If you’ve ever been in a situation where you only had limited resources and tried to decide what was most important, you know it can be difficult. In some cases, I have been told to build dashboards with 4 metrics or panels. In this blog I will talk about the 4 golden signals of monitoring and why they are important. When it comes to cloud native infrastructure, keeping things simple will make your life easier as an SRE or Devops engineer.
The main concerns for systems and site reliability engineering (SRE) are latency, traffic, errors, and saturation. These are the four golden signals of monitoring. If you can collect data from these four metrics alone, and understand how they correspond to the behavior of your applications, you’ll have a good foundation of the health of your system. Lets dive deeper
The time it takes to service a request. It’s important to distinguish between the latency of successful requests and the latency of failed requests. For example, an HTTP 500 error triggered due to loss of connection to a database or other critical backend might be served very quickly; however, as an HTTP 500 error indicates a failed request, factoring 500s into your overall latency might result in misleading calculations. On the other hand, a slow error is even worse than a fast error! Therefore, it’s important to track error latency, as opposed to just filtering out errors.
I like to think of latency like when you yell in the grand canyon, its the time it takes for you to hear what you yelled back. Hello ………………. Hello. The slower it takes your webpage to load, the more latency you have in your connection. One of the more strange latency issues I have seen in my career was with a serverless workload that was responsible for uploading connected area network telemetry data. The latency was minimal initially, something like 2–6ms but grew to 25/30 after a few weeks as more pipelines started to be added to the stack. Once the latency passed 30 seconds the searches on these telemetry streams would fail because they were recurring at a 2 minute interval. Latency problems can give you the biggest headache and can be the most difficult to solve.
A measure of how much demand is being placed on your system, measured in a high-level system-specific metric. For a web service, this measurement is usually HTTP requests per second, perhaps broken out by the nature of the requests (e.g., static versus dynamic content). For an audio streaming system, this measurement might focus on network I/O rate or concurrent sessions. For a key-value storage system, this measurement might be transactions and retrievals per second.

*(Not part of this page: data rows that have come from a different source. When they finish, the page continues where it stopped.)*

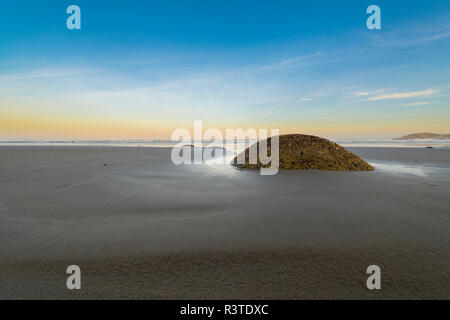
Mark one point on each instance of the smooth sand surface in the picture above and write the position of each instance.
(141, 227)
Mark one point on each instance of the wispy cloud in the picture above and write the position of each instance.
(403, 95)
(415, 104)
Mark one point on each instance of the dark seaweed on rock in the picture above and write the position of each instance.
(298, 152)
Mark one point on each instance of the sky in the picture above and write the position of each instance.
(141, 69)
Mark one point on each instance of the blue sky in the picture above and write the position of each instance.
(140, 69)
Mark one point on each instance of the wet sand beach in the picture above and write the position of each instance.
(141, 227)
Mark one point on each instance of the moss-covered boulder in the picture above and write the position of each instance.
(299, 152)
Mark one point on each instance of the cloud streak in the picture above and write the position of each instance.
(403, 95)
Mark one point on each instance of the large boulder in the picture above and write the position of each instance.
(298, 151)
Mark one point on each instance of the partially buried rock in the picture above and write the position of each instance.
(298, 152)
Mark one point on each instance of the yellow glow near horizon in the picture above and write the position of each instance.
(36, 126)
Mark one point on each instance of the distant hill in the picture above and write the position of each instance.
(424, 135)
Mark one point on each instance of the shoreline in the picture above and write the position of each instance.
(141, 227)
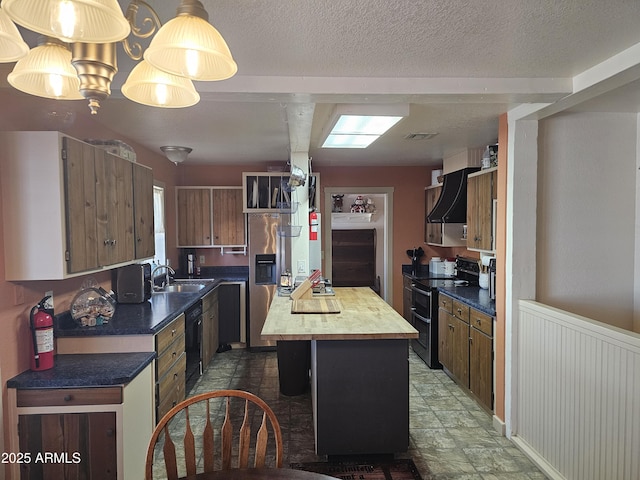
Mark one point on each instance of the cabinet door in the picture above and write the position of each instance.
(480, 195)
(481, 367)
(460, 354)
(114, 202)
(143, 211)
(80, 199)
(407, 299)
(194, 217)
(432, 231)
(89, 436)
(228, 219)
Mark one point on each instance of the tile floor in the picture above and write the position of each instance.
(451, 436)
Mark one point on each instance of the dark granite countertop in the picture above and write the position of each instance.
(476, 297)
(146, 318)
(85, 370)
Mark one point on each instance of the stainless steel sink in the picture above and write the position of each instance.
(182, 286)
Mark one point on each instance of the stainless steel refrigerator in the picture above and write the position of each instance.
(264, 270)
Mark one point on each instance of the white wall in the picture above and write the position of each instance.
(586, 215)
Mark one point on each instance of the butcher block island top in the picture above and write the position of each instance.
(363, 316)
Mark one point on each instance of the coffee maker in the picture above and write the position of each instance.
(492, 279)
(188, 262)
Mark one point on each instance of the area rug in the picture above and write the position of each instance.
(364, 469)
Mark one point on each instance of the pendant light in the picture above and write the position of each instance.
(46, 71)
(12, 47)
(94, 21)
(149, 86)
(189, 46)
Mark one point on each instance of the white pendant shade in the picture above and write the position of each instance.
(190, 46)
(12, 47)
(89, 21)
(47, 72)
(149, 86)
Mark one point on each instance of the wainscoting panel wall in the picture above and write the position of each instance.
(578, 410)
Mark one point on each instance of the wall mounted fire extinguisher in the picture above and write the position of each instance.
(41, 325)
(313, 226)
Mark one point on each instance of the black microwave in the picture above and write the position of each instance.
(132, 283)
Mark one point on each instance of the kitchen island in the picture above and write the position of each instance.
(359, 370)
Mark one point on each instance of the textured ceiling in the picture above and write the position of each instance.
(458, 64)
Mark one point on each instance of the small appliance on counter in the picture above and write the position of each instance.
(467, 271)
(415, 255)
(492, 279)
(132, 283)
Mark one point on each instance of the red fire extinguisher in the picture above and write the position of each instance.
(313, 226)
(41, 324)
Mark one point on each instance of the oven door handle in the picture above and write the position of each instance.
(419, 291)
(420, 317)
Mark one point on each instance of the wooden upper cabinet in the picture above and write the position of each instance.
(67, 207)
(194, 217)
(80, 186)
(481, 191)
(143, 211)
(210, 217)
(114, 205)
(228, 219)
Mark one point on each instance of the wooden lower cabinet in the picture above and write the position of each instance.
(171, 366)
(85, 433)
(69, 445)
(465, 347)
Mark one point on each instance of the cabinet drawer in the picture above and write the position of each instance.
(168, 334)
(446, 303)
(461, 310)
(482, 322)
(69, 396)
(171, 400)
(170, 356)
(210, 300)
(173, 380)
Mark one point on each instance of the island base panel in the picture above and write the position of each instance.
(361, 390)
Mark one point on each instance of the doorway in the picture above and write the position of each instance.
(384, 199)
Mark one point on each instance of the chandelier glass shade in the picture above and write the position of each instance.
(149, 86)
(47, 72)
(91, 21)
(186, 48)
(12, 47)
(190, 46)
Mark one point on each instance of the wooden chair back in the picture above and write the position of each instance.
(196, 425)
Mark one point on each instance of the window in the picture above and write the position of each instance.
(160, 257)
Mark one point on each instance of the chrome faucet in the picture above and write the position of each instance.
(170, 270)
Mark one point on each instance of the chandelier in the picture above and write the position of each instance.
(76, 54)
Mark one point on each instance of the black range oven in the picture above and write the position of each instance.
(424, 318)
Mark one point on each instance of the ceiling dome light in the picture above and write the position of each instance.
(189, 46)
(46, 71)
(12, 47)
(149, 86)
(91, 21)
(176, 154)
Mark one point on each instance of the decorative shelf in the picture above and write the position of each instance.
(351, 217)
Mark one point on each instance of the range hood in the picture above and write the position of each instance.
(451, 207)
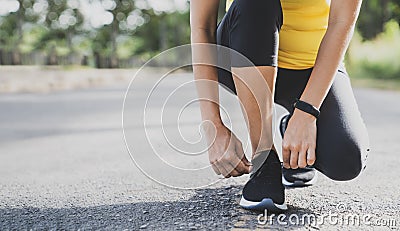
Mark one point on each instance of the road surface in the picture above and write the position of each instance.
(64, 165)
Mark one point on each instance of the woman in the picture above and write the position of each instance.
(298, 47)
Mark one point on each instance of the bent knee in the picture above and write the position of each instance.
(347, 164)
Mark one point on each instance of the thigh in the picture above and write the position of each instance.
(342, 142)
(342, 138)
(251, 29)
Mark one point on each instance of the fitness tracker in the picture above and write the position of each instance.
(306, 107)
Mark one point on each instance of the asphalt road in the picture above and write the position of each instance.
(64, 165)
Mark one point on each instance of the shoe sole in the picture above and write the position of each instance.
(299, 183)
(265, 204)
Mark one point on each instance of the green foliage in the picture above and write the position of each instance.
(375, 14)
(378, 58)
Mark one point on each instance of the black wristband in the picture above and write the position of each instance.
(306, 107)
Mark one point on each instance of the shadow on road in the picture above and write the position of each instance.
(207, 209)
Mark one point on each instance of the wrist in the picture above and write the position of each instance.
(303, 115)
(212, 124)
(307, 108)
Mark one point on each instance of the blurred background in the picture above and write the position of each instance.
(126, 33)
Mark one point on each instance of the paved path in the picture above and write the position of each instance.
(64, 165)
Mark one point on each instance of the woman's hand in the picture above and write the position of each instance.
(299, 141)
(226, 153)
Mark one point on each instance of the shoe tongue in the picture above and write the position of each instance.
(258, 161)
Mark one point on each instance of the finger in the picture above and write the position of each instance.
(241, 154)
(286, 156)
(222, 169)
(235, 173)
(240, 167)
(294, 155)
(216, 170)
(311, 156)
(302, 162)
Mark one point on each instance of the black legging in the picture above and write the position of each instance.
(251, 27)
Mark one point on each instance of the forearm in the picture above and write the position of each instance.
(330, 55)
(206, 76)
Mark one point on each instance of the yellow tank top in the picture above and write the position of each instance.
(304, 25)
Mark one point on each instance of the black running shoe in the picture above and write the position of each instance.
(299, 177)
(264, 190)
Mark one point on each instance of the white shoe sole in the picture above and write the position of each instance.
(300, 183)
(265, 204)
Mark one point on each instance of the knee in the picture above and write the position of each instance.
(349, 162)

This is my favorite signal to look at because I love packet captures and wire shark. When I was helping build VoLTE (Voice over LTE) we were constantly looking at call flow packet captures making sure our traffic patterns were what they should be. You need to know what normal traffic looks like on your systems. You have to be able to define steady state before you can alert on disrupted state. Its also fun pumping Jmeter requests because your developer says his app is unbreakable. Carry On sir.. Carry on :D
The rate of requests that fail, either explicitly (e.g., HTTP 500s), implicitly (for example, an HTTP 200 success response, but coupled with the wrong content), or by policy (for example, “If you committed to one-second response times, any request over one second is an error”). Where protocol response codes are insufficient to express all failure conditions, secondary (internal) protocols may be necessary to track partial failure modes. Monitoring these cases can be drastically different: catching HTTP 500s at your load balancer can do a decent job of catching all completely failed requests, while only end-to-end system tests can detect that you’re serving the wrong content.
4xx messages are bad, 5xx messages are really bad. When layer 2 and 3 issues happen, your error count dashboards will light up like a Christmas tree. Thanks for listening to my Ted talk..

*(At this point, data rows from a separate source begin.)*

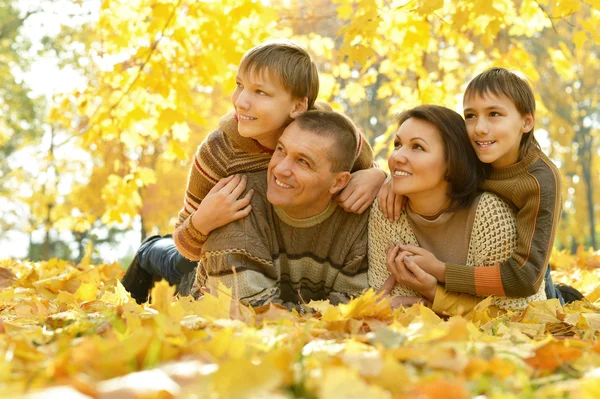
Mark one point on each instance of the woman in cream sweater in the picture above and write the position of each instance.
(435, 168)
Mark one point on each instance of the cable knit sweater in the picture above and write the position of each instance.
(533, 187)
(223, 153)
(492, 239)
(269, 256)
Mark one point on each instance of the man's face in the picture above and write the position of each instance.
(300, 180)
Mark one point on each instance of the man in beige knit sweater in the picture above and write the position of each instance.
(297, 244)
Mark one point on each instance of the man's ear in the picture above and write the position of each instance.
(300, 107)
(341, 180)
(528, 123)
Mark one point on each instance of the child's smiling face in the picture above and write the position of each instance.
(263, 106)
(495, 128)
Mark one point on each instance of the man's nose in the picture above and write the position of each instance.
(284, 166)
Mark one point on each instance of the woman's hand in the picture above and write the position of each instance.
(361, 190)
(427, 261)
(389, 203)
(223, 205)
(409, 274)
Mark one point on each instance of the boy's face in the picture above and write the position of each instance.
(495, 128)
(299, 177)
(264, 107)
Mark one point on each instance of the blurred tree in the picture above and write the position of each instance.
(161, 72)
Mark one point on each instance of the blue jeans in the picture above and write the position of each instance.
(551, 291)
(159, 257)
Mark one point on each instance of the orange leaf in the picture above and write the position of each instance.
(550, 356)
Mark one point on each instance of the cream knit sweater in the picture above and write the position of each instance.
(493, 240)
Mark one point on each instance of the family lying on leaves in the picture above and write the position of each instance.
(284, 203)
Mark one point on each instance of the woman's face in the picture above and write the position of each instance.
(418, 163)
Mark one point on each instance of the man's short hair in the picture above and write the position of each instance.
(512, 85)
(342, 132)
(465, 171)
(290, 63)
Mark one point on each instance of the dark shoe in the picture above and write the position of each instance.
(569, 293)
(137, 281)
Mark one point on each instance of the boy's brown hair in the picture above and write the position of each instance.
(337, 127)
(509, 84)
(290, 63)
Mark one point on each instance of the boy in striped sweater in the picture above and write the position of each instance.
(277, 81)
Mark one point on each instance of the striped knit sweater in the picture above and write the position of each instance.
(492, 240)
(533, 187)
(223, 153)
(269, 256)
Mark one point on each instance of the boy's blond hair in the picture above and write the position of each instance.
(290, 63)
(512, 85)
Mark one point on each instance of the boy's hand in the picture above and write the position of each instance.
(361, 190)
(390, 204)
(407, 273)
(223, 204)
(427, 261)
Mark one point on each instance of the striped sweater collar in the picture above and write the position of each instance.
(516, 169)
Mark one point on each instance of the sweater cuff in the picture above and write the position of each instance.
(484, 280)
(439, 300)
(189, 240)
(459, 278)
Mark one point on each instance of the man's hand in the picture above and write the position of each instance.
(223, 204)
(427, 261)
(390, 204)
(409, 274)
(361, 190)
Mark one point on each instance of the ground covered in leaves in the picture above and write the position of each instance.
(72, 331)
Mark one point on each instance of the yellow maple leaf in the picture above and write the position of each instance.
(241, 378)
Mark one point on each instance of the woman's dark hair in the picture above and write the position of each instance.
(465, 171)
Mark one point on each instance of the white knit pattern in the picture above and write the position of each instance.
(381, 233)
(493, 240)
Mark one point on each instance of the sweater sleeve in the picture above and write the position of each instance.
(239, 255)
(522, 274)
(352, 278)
(457, 304)
(364, 158)
(206, 170)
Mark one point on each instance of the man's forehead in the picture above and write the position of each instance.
(306, 142)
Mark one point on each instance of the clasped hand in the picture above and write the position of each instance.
(406, 272)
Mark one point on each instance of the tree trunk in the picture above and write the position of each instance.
(144, 234)
(589, 185)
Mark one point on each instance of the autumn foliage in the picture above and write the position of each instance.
(70, 329)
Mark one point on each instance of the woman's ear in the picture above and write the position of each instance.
(300, 107)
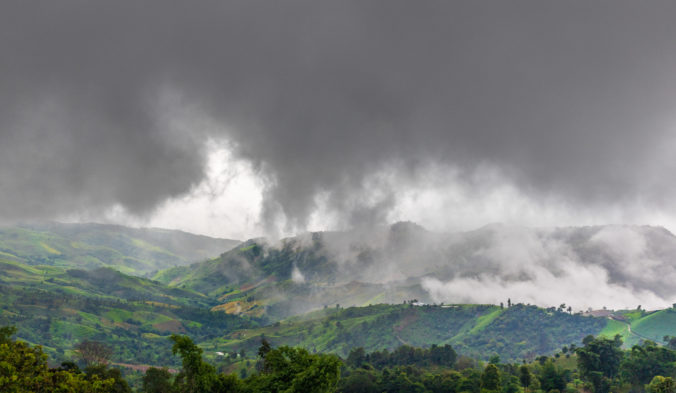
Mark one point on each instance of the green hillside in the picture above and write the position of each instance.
(89, 246)
(479, 330)
(57, 308)
(654, 326)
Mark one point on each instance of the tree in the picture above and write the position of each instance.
(94, 352)
(551, 378)
(599, 361)
(646, 361)
(661, 384)
(103, 372)
(296, 370)
(24, 369)
(525, 377)
(157, 380)
(196, 375)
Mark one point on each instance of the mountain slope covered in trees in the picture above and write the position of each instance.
(137, 251)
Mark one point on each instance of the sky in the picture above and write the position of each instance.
(247, 118)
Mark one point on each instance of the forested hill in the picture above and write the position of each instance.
(136, 251)
(404, 261)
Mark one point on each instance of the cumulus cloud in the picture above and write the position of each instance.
(611, 266)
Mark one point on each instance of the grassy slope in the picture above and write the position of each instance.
(479, 330)
(58, 308)
(656, 325)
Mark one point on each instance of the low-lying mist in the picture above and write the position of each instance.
(583, 267)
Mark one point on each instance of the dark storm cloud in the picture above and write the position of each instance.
(572, 98)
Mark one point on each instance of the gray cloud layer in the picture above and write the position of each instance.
(568, 98)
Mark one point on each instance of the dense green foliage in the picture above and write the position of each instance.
(89, 246)
(478, 330)
(597, 366)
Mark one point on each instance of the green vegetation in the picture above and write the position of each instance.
(89, 246)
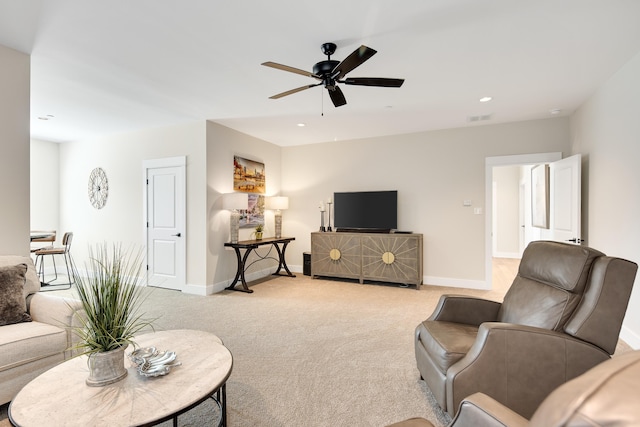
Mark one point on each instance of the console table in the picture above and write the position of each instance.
(394, 258)
(250, 245)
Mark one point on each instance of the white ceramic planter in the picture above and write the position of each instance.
(106, 367)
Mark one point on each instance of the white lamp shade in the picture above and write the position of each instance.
(233, 201)
(278, 202)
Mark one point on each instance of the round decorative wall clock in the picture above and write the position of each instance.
(98, 188)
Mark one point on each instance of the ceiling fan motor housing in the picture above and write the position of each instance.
(323, 69)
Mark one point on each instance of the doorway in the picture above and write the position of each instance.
(165, 221)
(490, 164)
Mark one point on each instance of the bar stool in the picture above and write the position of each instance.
(53, 251)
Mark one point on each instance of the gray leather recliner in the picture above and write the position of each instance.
(561, 316)
(604, 396)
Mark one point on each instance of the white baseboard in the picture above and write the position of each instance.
(513, 255)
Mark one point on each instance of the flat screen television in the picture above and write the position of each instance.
(367, 211)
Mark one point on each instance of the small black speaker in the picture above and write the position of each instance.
(306, 268)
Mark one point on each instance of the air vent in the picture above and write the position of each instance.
(479, 118)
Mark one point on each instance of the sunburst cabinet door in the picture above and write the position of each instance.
(336, 255)
(395, 258)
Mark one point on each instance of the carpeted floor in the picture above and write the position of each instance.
(311, 352)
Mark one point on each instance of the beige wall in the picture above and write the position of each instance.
(606, 131)
(506, 215)
(14, 159)
(434, 172)
(45, 186)
(121, 220)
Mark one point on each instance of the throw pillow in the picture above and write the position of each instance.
(13, 306)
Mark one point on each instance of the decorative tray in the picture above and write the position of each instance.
(153, 363)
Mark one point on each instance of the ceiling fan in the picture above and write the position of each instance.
(331, 72)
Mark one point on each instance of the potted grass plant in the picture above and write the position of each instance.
(111, 298)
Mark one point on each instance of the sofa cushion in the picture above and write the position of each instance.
(550, 282)
(447, 342)
(32, 284)
(13, 305)
(25, 342)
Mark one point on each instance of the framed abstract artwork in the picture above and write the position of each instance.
(248, 176)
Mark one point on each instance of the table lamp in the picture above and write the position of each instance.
(234, 202)
(278, 203)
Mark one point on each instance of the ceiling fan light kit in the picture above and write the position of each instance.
(331, 72)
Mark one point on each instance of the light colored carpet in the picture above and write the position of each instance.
(310, 352)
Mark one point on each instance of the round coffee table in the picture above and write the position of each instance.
(60, 396)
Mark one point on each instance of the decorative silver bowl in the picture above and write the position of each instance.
(153, 363)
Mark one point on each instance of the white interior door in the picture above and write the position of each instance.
(565, 199)
(166, 239)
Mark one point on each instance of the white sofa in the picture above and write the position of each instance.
(29, 348)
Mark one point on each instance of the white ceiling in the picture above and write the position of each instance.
(103, 67)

How “full” your service is. A measure of your system fraction, emphasizing the resources that are most constrained (e.g., in a memory-constrained system, show memory; in an I/O-constrained system, show I/O). Note that many systems degrade in performance before they achieve 100% utilization, so having a utilization target is essential.
In complex systems, saturation can be supplemented with higher-level load measurement: can your service properly handle double the traffic, handle only 10% more traffic, or handle even less traffic than it currently receives? For very simple services that have no parameters that alter the complexity of the request (e.g., “Give me a nonce” or “I need a globally unique monotonic integer”) that rarely change configuration, a static value from a load test might be adequate. As discussed in the previous paragraph, however, most services need to use indirect signals like CPU utilization or network bandwidth that have a known upper bound. Latency increases are often a leading indicator of saturation. Measuring your 99th percentile response time over some small window (e.g., one minute) can give a very early signal of saturation.
Finally, saturation is also concerned with predictions of impending saturation, such as “It looks like your database will fill its hard drive in 4 hours.”
Saturation was the key signal we used to plan our DR in my datacenter days. We would build our systems (Man I miss those Pizza box DL380s) based on saturation levels and what they could handle. If I lose the west region, can we run everything on the east?What does that look like and how will we handle those defcon 5 situations. When looking at saturation, errors and latency are likely to follow. Understand your traffic patterns, understand the CPU/memory utilization patterns, and you will then understand the saturation of your workloads.
In short, if you follow the four golden signals and build around them, you’ll be alerted to the problems that matter most to your service in time for it to matter. These are not the only golden signals out there — a host of others exist that you should also monitor. But if you can’t monitor everything all the time (which happens all the time), these are some of the most valuable metrics to monitor first.